Canal+ representatives declined to comment, while the collective behind the letter did not immediately respond to a request for comment.
The comments by Saada – who leads a company that is a cornerstone of the French film industry, investing 200 million euros annually – reverberated throughout the sector just as many of its leading lights were assembled in Cannes.
Alain Attal, a producer who has worked with Canal+ including on “Garance”, a film currently in competition in Cannes, called Saada’s remarks “a knee-jerk reaction” that was “unjustified.”
“The petitioners have freedom of expression, have the right to speak out, to have their own ideas, and to be afraid. But all of this is a bit extreme because it upsets a balance that is already very fragile,” he told Reuters.

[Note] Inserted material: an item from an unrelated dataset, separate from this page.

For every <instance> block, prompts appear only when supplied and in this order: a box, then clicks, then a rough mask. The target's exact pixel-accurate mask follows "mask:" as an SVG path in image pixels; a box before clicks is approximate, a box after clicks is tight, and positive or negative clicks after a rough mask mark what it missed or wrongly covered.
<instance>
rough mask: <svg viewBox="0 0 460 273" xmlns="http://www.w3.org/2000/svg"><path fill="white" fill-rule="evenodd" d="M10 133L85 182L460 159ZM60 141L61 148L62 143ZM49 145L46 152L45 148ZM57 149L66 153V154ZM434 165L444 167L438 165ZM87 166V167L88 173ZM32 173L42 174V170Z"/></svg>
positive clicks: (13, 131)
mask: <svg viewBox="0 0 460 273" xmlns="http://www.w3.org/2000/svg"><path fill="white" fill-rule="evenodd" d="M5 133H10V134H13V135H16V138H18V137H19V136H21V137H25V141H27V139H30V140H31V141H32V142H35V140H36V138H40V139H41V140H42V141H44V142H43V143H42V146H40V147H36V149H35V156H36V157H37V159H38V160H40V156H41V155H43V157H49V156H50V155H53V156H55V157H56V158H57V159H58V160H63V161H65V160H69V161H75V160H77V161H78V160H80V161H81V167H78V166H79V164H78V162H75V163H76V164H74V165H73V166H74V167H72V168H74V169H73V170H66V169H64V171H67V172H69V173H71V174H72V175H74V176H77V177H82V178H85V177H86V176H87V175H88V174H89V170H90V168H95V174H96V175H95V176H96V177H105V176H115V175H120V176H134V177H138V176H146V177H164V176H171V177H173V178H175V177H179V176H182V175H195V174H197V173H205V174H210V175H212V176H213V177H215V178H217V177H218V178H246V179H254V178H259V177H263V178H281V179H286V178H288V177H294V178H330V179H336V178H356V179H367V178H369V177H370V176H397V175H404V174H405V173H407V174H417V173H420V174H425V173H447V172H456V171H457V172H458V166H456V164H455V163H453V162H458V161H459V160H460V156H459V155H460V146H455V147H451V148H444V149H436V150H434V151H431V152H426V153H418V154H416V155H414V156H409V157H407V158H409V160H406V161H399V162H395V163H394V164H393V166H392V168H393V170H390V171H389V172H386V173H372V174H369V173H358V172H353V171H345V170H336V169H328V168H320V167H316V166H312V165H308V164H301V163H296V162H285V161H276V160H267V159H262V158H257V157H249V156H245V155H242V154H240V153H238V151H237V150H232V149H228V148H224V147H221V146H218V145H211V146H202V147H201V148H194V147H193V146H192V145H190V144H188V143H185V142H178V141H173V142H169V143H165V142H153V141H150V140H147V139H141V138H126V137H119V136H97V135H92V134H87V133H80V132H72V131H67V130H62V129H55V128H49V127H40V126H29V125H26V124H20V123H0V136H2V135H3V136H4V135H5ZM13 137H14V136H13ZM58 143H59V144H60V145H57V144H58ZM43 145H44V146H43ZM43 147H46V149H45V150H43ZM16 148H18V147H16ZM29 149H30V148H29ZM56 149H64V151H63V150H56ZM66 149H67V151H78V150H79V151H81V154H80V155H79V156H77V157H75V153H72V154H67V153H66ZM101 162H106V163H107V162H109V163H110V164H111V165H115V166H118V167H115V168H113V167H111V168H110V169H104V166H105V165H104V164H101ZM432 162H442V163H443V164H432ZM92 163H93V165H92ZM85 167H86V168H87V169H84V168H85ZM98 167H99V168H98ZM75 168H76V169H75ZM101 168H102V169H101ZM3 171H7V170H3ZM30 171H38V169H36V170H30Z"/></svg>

Canal+ is a sprawling French media company which provides subscription television, distribution for other channels and invests in film production in 52 countries including France.
The Liberation letter is the latest in a series of moves by some of France’s cultural elite against Bollore’s growing footprint in their sector.
Last month, more than 100 authors quit the publishing house Grasset, which is part of Louis Hachette, after the imprint’s chief executive left without explanation.
French media reported at the time that his departure was related to a dispute about whether and when to publish a book by French-Algerian writer Boualem Sansal about his detention in Algeria.
The authors said in an open letter that they refused to be “hostages in an ideological war that seeks to impose authoritarianism everywhere in culture and the media”.